NEURAL NETWORK EXAMPLE

Using Python library Keras to classify handwritten digits.

We are using the MNIST dataset. It contains a set of 60,000 training images and 10,000 test images. The goal is to classify grayscale images of handwritten digits(28 x 28 pixels) into 10 categories (0 to 9).

In [9]:
#loading dataset (preloaded in keras)

from tensorflow.keras.datasets import mnist
(train_images, train_labels), (test_images, test_labels) = mnist.load_data()

In [10]:
train_images.shape

(60000, 28, 28)

In [11]:
len(train_labels)

60000

In [12]:
train_labels

array([5, 0, 4, ..., 5, 6, 8], dtype=uint8)

In [13]:
test_images.shape

(10000, 28, 28)

In [14]:
len(test_labels)

10000

In [15]:
test_labels

array([7, 2, 1, ..., 4, 5, 6], dtype=uint8)

In [16]:
from tensorflow import keras

from tensorflow.keras import layers 
model = keras.Sequential([
    layers.Dense(512, activation="relu"),
    layers.Dense(10, activation="softmax")
])

In [17]:
#pick 3 more things for the compilation step ; optimizer, loss_function, metrics to monitor

model.compile(optimizer="rmsprop",
              loss="sparse_categorical_crossentropy",
              metrics=["accuracy"])

In [19]:
#preparing the image data 

train_images = train_images.reshape((60000, 28 * 28))
train_images = train_images.astype("float32") / 255
test_images = test_images.reshape((10000, 28 * 28))
test_images = test_images.astype("float32") / 255


In [20]:
# feeding the neural network with the training data 
# fit model to its training data

model.fit(train_images, train_labels, epochs=5, batch_size=128)

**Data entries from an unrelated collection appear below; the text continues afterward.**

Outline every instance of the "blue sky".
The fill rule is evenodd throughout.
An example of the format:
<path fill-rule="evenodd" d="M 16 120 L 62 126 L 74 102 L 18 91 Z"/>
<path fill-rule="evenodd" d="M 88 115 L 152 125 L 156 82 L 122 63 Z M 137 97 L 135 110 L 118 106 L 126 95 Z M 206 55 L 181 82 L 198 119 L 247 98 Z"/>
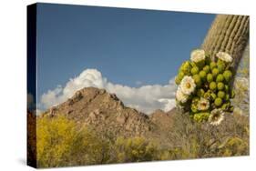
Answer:
<path fill-rule="evenodd" d="M 84 5 L 37 6 L 38 96 L 87 68 L 131 87 L 166 85 L 215 15 Z"/>

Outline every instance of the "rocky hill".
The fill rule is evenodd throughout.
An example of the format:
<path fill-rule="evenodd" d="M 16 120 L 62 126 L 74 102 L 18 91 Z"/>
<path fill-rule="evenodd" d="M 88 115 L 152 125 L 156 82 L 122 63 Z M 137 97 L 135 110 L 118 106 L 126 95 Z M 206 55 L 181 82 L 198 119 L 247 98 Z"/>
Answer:
<path fill-rule="evenodd" d="M 157 123 L 156 118 L 153 121 L 148 116 L 125 106 L 115 94 L 95 87 L 77 91 L 67 101 L 46 111 L 43 116 L 58 115 L 113 136 L 145 136 Z"/>

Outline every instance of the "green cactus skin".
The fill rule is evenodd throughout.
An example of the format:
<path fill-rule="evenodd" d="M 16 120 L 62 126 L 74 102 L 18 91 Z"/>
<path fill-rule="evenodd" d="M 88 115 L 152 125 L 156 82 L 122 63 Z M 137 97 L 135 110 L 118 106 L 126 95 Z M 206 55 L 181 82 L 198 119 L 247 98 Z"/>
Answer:
<path fill-rule="evenodd" d="M 248 15 L 218 15 L 204 39 L 201 48 L 214 57 L 219 51 L 233 57 L 236 70 L 249 41 Z"/>

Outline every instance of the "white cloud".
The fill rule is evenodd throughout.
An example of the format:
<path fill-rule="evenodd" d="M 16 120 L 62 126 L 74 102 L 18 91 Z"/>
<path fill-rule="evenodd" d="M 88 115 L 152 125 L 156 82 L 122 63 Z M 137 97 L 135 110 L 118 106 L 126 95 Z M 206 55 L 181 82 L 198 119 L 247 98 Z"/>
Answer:
<path fill-rule="evenodd" d="M 35 107 L 34 96 L 31 93 L 26 95 L 26 105 L 28 109 L 33 109 Z"/>
<path fill-rule="evenodd" d="M 48 108 L 60 104 L 71 97 L 77 90 L 88 86 L 105 88 L 109 93 L 115 93 L 127 106 L 146 114 L 150 114 L 157 109 L 169 111 L 175 106 L 177 87 L 173 78 L 164 86 L 130 87 L 108 82 L 97 69 L 86 69 L 78 76 L 70 79 L 64 87 L 57 86 L 55 89 L 43 94 L 39 106 Z"/>

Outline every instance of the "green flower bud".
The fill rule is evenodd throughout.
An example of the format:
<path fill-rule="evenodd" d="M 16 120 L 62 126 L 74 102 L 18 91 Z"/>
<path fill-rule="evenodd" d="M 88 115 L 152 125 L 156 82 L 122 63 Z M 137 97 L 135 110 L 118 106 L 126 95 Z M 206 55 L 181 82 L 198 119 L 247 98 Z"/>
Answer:
<path fill-rule="evenodd" d="M 206 72 L 205 71 L 200 71 L 200 76 L 201 80 L 205 80 L 206 79 Z"/>
<path fill-rule="evenodd" d="M 226 101 L 229 101 L 229 100 L 230 100 L 230 95 L 229 95 L 229 94 L 226 94 L 226 96 L 225 96 L 225 100 L 226 100 Z"/>
<path fill-rule="evenodd" d="M 222 99 L 220 98 L 220 97 L 217 97 L 215 100 L 214 100 L 214 105 L 216 106 L 220 106 L 222 105 Z"/>
<path fill-rule="evenodd" d="M 213 81 L 213 75 L 211 74 L 208 74 L 206 79 L 208 83 L 210 83 Z"/>
<path fill-rule="evenodd" d="M 204 90 L 202 88 L 200 88 L 197 91 L 198 96 L 203 96 L 203 95 L 204 95 Z"/>
<path fill-rule="evenodd" d="M 199 66 L 199 68 L 203 68 L 203 66 L 205 65 L 205 61 L 200 61 L 198 63 L 196 63 L 197 66 Z"/>
<path fill-rule="evenodd" d="M 194 63 L 194 62 L 190 62 L 190 65 L 191 65 L 192 67 L 197 66 L 196 63 Z M 198 67 L 198 66 L 197 66 L 197 67 Z"/>
<path fill-rule="evenodd" d="M 209 65 L 205 65 L 202 70 L 204 70 L 206 72 L 206 74 L 208 74 L 210 70 L 210 66 Z"/>
<path fill-rule="evenodd" d="M 210 94 L 210 98 L 211 98 L 212 100 L 215 100 L 216 97 L 217 97 L 217 96 L 216 96 L 215 93 L 211 93 L 211 94 Z"/>
<path fill-rule="evenodd" d="M 210 84 L 210 90 L 214 91 L 214 90 L 216 90 L 216 87 L 217 87 L 217 85 L 216 85 L 215 82 L 211 82 L 211 83 Z"/>
<path fill-rule="evenodd" d="M 231 71 L 230 71 L 230 70 L 224 71 L 223 76 L 224 76 L 224 79 L 226 80 L 226 82 L 230 82 L 232 77 Z"/>
<path fill-rule="evenodd" d="M 204 94 L 203 97 L 209 100 L 209 99 L 210 98 L 210 94 L 211 94 L 210 91 L 207 91 L 207 92 Z"/>
<path fill-rule="evenodd" d="M 210 55 L 206 55 L 205 56 L 205 64 L 210 65 L 210 62 L 211 62 L 211 60 L 210 60 Z"/>
<path fill-rule="evenodd" d="M 230 106 L 229 111 L 230 111 L 230 112 L 233 112 L 233 111 L 234 111 L 234 106 Z"/>
<path fill-rule="evenodd" d="M 193 119 L 196 122 L 201 123 L 204 121 L 208 121 L 209 116 L 210 116 L 210 113 L 208 113 L 208 112 L 197 113 L 194 115 Z"/>
<path fill-rule="evenodd" d="M 234 98 L 235 97 L 235 91 L 232 89 L 230 92 L 230 97 Z"/>
<path fill-rule="evenodd" d="M 223 61 L 218 60 L 217 67 L 218 67 L 220 73 L 223 73 L 223 71 L 225 70 L 225 67 L 226 67 L 225 63 L 223 63 Z"/>
<path fill-rule="evenodd" d="M 193 75 L 193 79 L 194 79 L 195 84 L 197 85 L 197 86 L 201 86 L 201 79 L 200 79 L 200 76 L 199 75 Z"/>
<path fill-rule="evenodd" d="M 193 113 L 197 113 L 198 111 L 198 106 L 195 104 L 191 104 L 190 109 Z"/>
<path fill-rule="evenodd" d="M 212 70 L 211 70 L 211 74 L 212 74 L 212 75 L 213 75 L 213 77 L 216 77 L 218 75 L 219 75 L 219 69 L 218 68 L 213 68 Z"/>
<path fill-rule="evenodd" d="M 217 64 L 212 61 L 212 62 L 210 63 L 210 67 L 212 70 L 213 68 L 217 67 Z"/>
<path fill-rule="evenodd" d="M 225 103 L 225 104 L 223 104 L 223 105 L 221 106 L 221 109 L 222 109 L 223 111 L 227 111 L 227 110 L 229 110 L 230 106 L 230 103 Z"/>
<path fill-rule="evenodd" d="M 198 66 L 193 66 L 191 69 L 192 75 L 197 75 L 200 72 L 200 68 Z"/>
<path fill-rule="evenodd" d="M 182 63 L 179 70 L 182 71 L 185 75 L 189 75 L 191 70 L 191 65 L 189 61 L 185 61 Z"/>
<path fill-rule="evenodd" d="M 219 83 L 217 84 L 217 88 L 218 88 L 218 90 L 223 90 L 224 87 L 225 87 L 225 85 L 224 85 L 223 83 L 219 82 Z"/>
<path fill-rule="evenodd" d="M 178 77 L 178 76 L 176 76 L 176 77 L 175 77 L 175 83 L 176 83 L 176 85 L 179 85 L 179 84 L 180 84 L 180 82 L 181 82 L 181 80 L 180 80 L 180 79 L 179 79 L 179 77 Z"/>
<path fill-rule="evenodd" d="M 178 73 L 178 77 L 179 77 L 179 80 L 182 80 L 184 76 L 185 76 L 185 73 L 184 72 L 179 71 Z"/>
<path fill-rule="evenodd" d="M 218 97 L 224 99 L 225 97 L 225 92 L 223 91 L 219 91 L 217 94 Z"/>
<path fill-rule="evenodd" d="M 219 74 L 216 77 L 216 82 L 223 82 L 224 81 L 224 76 L 221 74 Z"/>

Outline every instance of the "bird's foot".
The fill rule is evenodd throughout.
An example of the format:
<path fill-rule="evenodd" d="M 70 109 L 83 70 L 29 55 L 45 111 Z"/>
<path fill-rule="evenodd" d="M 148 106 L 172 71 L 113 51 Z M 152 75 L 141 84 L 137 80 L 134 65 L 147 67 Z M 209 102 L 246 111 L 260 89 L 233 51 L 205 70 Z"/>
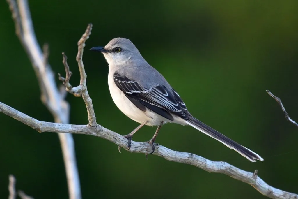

#we see an accuracy of  98.91% on the training data 

Epoch 1/5
Epoch 2/5
Epoch 3/5
Epoch 4/5
Epoch 5/5


<keras.callbacks.History at 0x7f9a14401310>

In [21]:
#using model to make predictions for the test dataset

test_digits = test_images[0:10]
predictions = model.predict(test_digits)
predictions[0]

array([4.6065693e-09, 9.0155808e-12, 5.9519078e-07, 1.8120321e-06,
       3.8137766e-12, 1.0422464e-09, 1.6675834e-13, 9.9999726e-01,
       1.8643746e-08, 3.1695953e-07], dtype=float32)

the highest probability score that the first digit image (test_digit[0]) has is 0.99999726, and it is at index 7 so according to our model, it must be a 7

In [22]:
predictions[0].argmax()

7

In [23]:
predictions[0][7]

0.99999726

In [24]:
#checking if test label agrees

test_labels[0]

7

In [25]:
#evaluating model on new data

test_loss, test_acc = model.evaluate(test_images, test_labels)
print(f"test_acc: {test_acc}")

test_acc: 0.978600025177002


the test accuracy is 97.8% which is quite lower than the training set accuracy of 98.9%. this is an example of overfitting. Model performs better on traning step rather than the test set.